AB ise ABD konusunda kendi içerisinde çelişkili yaklaşımlara sahip. Almanya NATO içerisinde kendisini daha etkin bir pozisyona getirecek, AB’yi daha “özerk” yapacak bir pozisyonu savunuyor. Fransa da “NATO’nun beyin ölümünün gerçekleştiğini” söylerken, NATO’nun hemen dağıtılmasını değilse de benzer bir özerkliği savunuyor. Ama sorun şu; AB’nin lideri kim olacak? Fransa askeri gücü, Almanya ekonomik gücü temsil ediyor. Almanya Fransa’nın liderliğine kesin karşı ve parayı veren düdüğü çalar stratejisi izliyor. AB’nin İtalya, İspanya vb. gibi diğer devletlerinin de bu konularda kendi stratejileri bulunuyor. Kendi iddialarına sahip İngiltere ise AB’den zaten ayrıldı. Bütün bu karmaşıklık içinde net olan ise şu; AB açısından NATO ve ABD’ye ilişkin eski bağlılık dönemi, kayıtsız şartsız ABD’ye itaat dönemi kapanmış görünüyor.

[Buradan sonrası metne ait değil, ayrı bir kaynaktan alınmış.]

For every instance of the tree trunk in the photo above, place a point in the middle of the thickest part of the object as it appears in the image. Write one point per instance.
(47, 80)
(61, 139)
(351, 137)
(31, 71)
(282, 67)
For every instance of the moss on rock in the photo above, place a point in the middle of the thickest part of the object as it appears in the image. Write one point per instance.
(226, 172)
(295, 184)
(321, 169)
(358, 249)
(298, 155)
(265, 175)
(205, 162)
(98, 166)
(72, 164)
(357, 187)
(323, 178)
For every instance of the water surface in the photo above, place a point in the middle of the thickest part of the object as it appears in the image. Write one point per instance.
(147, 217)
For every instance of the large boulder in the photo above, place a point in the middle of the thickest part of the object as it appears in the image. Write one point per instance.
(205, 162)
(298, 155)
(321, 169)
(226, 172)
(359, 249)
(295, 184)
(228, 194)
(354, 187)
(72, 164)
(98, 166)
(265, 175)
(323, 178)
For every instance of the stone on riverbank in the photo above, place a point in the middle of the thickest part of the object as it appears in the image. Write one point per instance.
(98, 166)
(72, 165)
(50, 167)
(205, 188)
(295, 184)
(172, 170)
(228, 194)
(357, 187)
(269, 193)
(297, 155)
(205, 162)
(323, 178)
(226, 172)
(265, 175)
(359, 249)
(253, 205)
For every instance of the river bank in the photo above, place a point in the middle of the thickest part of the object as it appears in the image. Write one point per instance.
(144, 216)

Bütün bu tartışmaların Türkiye’ye ilişkin boyutuna gelince: Türkiye AB’nin aday üyesi ve NATO’nun üyesi, ABD ile açık, gizli askeri ve diplomatik anlaşmalara sahip, bölgesinde göz ardı edilemeyecek kadar “değerli bir müttefik.” Ama müttefik bir süredir mevcut ittifakları ve “geleneksel dostları” ile oldukça uyumsuz bir tavır sergiliyor. Bu uyumsuzlukların Türkiye’den kaynaklanan nedenleri olduğu gibi “geleneksel” müttefiklerinden kaynaklanan boyutları da bulunuyor. Bütün bu sorunların üzerinde yükseldiği temel ise “karşılıklı güvensizlik.” Bu “güvensizlik” tarafların dahil olduğu her ciddi bölgesel sorunda -Doğu Akdeniz, Kıbrıs, Suriye, Irak, Libya, Kafkaslar, Ege, Rusya ve Çin, vb.- bir kez daha tazeleniyor. Bu sorunlara özellikle AB ve ABD ile insan haklarına ilişkin sorunları da eklemek gerekiyor.

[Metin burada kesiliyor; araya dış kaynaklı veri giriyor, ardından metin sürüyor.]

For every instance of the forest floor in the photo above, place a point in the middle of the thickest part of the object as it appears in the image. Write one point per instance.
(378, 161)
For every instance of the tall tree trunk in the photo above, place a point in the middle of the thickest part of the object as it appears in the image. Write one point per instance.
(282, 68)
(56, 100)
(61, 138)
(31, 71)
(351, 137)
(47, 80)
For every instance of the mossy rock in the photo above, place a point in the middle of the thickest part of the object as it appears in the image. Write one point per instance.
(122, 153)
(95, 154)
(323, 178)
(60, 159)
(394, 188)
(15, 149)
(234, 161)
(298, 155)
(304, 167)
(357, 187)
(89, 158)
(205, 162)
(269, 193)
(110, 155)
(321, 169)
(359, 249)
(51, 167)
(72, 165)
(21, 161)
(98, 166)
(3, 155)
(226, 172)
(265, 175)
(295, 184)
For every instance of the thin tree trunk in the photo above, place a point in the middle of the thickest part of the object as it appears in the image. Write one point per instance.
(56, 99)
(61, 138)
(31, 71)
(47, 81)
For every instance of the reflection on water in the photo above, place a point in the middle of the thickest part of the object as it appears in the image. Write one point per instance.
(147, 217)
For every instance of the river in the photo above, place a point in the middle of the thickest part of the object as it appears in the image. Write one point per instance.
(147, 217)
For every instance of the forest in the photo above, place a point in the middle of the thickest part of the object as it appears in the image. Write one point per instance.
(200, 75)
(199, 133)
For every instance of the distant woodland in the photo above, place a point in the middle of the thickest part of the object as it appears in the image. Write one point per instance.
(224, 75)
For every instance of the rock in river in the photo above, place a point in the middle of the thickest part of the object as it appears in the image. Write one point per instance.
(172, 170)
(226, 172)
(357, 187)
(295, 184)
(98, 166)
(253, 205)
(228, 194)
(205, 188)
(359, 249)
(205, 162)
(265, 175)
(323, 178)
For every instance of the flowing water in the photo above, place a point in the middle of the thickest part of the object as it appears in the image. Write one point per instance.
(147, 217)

Bütün bu sorunlar olağan koşullarda kendi içerisinde kesin çözümleri olmayan sorunlardır. Ama uluslararası ilişkiler karşılıklı kesin kamplaşma, çatışma ve altüst oluş boyutuna gelinceye kadar uzlaşmalar, anlaşmalar, ileri ve geri adımlarla devam edecektir. ABD ve Çin bu kamplaşmanın karşılıklı uçlarıdır. ABD için Rusya da ciddi bir sorundur. Bütün diğer sorunları ve onların yönünü belirleyecek olan bu ilişkilerdir. Türkiye açısından ise karşılıklı sorunların geçici “çözümü”, Türkiye’nin geleneksel sadık müttefik ve uşak rolüne geri geri dönmesi, kendi adına “milli çıkarlar ve beka sorunu” olarak tarif ettiği çıkarlarına yani yayılmacılığa ve saldırganlığa son vermesidir. Bu ise, yani tam bir biat özellikle harp sanayisinde sağladığı kısmi bir ilerleme nedeniyle “Ayranı kabarmış” egemen yönetici iktidar odağı için tüm iddialarından vaz geçmesi anlamına gelecektir.

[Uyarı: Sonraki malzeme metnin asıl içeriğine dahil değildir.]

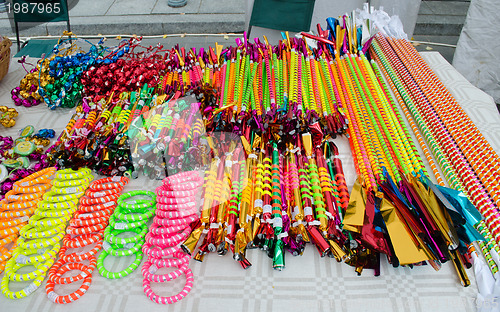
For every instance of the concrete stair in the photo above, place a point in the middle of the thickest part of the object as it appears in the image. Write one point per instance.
(440, 22)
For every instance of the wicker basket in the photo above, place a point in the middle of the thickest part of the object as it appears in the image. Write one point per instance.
(4, 57)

Devleti yönetenlerin bazı tavizlere ve anlaşmalara yanaşacağını, bazen boyun eğip, bazen dikleşeceğini, emperyalistler arası çelişki ve çatlaklardan bir süre daha yararlanmayı benimseyeceklerini -bunun için zaman oldukça kısalmış durumda, şimdi iki sandalyede birden oturamayacakları sertçe hatırlatılıyor- öngörmek için yeterli veri ve tecrübeye sahibiz. Ekonominin sopası demoklesin kılıcı gibi sürekli kafalarının üzerinde olacaktır. Yönetici egemen sınıflar hangi yolu tutarsa tutsun bu Türkiye halkının çıkarlarına ters olacaktır. Çünkü yolun sonu egemenlik mücadelesi verenlerin yedeği olarak kamplaşma ve çatışmaya çıkmaktadır. Ülke bu politikaların güncel sonuçlarını yaptırımlar uygulanabilen, krizler içerisinde yuvarlanan bir ülke olmakla ödemektedir. Halk bağımsız, onurlu bir ülke için kendinin ve ülkenin kaderini kendi eline almak zorunluluğu ile sürekli yüzleşmek durumundadır ve sorunların çözümü de burada yatmaktadır. Ayrıca uluslararası ilişkilerin mevcut durumuna bakarak vurgulamak gerekir ki, bu zorunluluk -halkların kendi kaderini tayini- sadece ülkemizin işçi ve emekçileri için değil, dünya halkları ve işçileri açısından da bir zorunluluk olarak orta yerde durmaktadır.